/Dedukti-standard

This repository aims to provide documents which describe the Dedukti standard

Primary LanguageTeX

Dedukti standard

This document aims to specify the version 1.0 of the Dedukti standard. This standard aims to document a language based upon the Lambda-Pi Calculus Modulo Theory.

Syntax

Any file that represents Dedukti standard character can be encoded using UTF-8. Any UTF-8 character will be written using the syntax U+xxxx. For example, U+0061 represents the character A.

Lexicon

This section documents the tokens recognized by the language. Two consecutive tokens can be separated by a arbitrary number of spaces defined below.

Comments

The token <comment> starts with (; and ends with ;). In particular, nested comments are allowed such as:

(; foo (; bar ;) baz ;)

Spaces

The token <space> is either one of the three following characters

  • U+0020: a space
  • U+0009: a tab (\t)
  • U+000D: a carriage return (\r)
  • U+000A: a new line character (\n)

or a <comment>.

Pragmas

The token <pragma> is defined as any sequence of UTF-8 characters that do not contain the token <escape>. The token <escape> is defined as a dot . (U+002E), followed by <space> or EOF.

Keywords

Keywords are sequences of UTF-8 characters that have a particular meaning for the Dedukti standard. A keyword cannot be used in the various identifiers defined below.

The Dedukti standard defines a superset of keywords that are actually used. The keywords are defined below:

<keyword> ::= Type | def | defac | defacu | thm | private | injective.

Identifiers

Identifiers are used to represent variables and constant names.

Identifiers <id> come into two variants:

  • simple identifiers <sid> are recognized by the regular expression [a-zA-Z0-9_!?][a-zA-Z0-9_!?']* but cannot be a <keyword>.

  • wrapped identifiers <wid> are recognized by the regular expression {|<chr>*|} such that <chr>* is any sequence of UTF-8 characters except |}.

<id> ::= <sid> | <wid>

Example: 0baz is a valid simple identifier. {|Gödel's theorem|} is a valid wrapped identifier. But Erdős, or def are not valid identifiers.

Remark: The identifiers a and {|a|} are different.

Module identifiers

Module identifiers are used to represent module names. A module identifier <mid> is recognized by the regular expression [a-zA-Z0-9_]+.

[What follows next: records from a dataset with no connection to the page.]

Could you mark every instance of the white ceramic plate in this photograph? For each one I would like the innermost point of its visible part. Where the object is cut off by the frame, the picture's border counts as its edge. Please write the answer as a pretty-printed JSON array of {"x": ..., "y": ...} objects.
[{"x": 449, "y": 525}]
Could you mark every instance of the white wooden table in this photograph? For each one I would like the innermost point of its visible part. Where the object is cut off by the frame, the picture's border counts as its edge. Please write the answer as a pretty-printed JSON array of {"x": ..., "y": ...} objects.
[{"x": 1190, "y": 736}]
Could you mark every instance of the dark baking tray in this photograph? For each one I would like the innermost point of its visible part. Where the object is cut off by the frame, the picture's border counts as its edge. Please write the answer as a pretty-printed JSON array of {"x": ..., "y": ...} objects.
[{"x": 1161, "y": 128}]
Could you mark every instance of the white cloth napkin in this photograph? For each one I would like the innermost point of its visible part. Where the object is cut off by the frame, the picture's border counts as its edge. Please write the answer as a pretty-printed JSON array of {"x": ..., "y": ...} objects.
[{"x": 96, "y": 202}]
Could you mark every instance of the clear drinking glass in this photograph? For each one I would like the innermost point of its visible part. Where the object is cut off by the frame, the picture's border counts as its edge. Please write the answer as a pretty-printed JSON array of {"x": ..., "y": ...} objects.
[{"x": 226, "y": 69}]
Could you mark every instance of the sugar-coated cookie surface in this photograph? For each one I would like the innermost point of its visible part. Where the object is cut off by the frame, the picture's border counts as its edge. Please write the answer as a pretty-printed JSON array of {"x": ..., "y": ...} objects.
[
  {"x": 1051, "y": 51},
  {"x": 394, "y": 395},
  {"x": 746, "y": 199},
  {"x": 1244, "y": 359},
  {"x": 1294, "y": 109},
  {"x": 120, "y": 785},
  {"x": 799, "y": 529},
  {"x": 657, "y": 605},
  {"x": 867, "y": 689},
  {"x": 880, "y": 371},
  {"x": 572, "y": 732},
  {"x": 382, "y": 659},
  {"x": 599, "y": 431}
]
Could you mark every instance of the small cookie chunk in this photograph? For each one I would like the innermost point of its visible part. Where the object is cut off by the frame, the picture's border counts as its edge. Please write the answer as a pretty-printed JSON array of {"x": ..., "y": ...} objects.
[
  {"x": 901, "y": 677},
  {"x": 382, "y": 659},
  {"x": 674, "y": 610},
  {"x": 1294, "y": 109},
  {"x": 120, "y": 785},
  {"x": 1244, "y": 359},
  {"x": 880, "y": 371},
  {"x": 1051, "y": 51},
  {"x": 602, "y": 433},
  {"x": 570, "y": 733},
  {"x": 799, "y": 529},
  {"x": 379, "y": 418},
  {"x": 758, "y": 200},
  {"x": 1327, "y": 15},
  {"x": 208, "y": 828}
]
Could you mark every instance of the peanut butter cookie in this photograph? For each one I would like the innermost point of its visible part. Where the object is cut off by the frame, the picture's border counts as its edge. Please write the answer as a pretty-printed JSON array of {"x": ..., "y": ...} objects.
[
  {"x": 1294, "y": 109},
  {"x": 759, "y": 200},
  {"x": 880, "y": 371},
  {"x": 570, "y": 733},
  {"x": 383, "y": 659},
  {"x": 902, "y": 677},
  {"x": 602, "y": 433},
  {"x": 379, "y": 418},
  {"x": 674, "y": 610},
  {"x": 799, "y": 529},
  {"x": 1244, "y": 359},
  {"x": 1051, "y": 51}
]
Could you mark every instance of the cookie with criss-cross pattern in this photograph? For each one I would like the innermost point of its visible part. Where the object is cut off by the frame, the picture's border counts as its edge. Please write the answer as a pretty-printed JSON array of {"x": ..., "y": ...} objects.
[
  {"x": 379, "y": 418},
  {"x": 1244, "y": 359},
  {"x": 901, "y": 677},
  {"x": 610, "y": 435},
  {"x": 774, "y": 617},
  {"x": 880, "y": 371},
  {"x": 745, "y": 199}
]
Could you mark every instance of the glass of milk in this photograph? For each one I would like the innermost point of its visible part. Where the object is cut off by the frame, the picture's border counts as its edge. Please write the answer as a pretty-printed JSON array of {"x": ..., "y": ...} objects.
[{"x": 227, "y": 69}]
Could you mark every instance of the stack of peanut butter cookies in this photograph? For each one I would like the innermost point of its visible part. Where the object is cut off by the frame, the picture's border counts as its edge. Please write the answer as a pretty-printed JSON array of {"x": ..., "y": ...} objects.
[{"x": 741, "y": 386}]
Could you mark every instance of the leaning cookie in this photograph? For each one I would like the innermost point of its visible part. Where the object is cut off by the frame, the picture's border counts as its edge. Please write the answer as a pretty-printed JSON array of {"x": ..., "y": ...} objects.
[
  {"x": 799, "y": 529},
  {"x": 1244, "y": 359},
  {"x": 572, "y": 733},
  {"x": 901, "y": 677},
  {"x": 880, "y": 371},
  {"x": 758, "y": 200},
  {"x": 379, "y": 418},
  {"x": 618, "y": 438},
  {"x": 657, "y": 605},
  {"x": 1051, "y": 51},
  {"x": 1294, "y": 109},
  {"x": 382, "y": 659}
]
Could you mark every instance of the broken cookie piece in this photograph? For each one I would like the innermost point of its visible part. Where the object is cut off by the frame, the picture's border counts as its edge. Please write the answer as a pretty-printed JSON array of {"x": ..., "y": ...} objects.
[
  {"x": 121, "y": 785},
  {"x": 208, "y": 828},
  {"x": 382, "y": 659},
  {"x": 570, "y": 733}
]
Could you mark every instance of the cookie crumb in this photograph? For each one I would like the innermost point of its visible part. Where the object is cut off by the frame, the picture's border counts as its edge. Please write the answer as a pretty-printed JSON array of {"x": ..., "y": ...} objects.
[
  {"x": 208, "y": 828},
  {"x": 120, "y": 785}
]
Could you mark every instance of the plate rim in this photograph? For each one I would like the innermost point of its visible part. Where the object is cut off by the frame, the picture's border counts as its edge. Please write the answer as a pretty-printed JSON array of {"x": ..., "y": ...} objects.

Example: 0baz is a valid module identifier, but 0baz? is not a valid module identifier. However, 0baz? is a valid identifier.

Remark: All module identifier are identifiers.

Qualified identifiers

The Dedukti standard recognizes qualified identifiers which represent an identifier in a module. A qualified identifier <qid> is:

<qid> ::= <mid> "." <id>

There cannot be any space between the tokens that make up <qid>.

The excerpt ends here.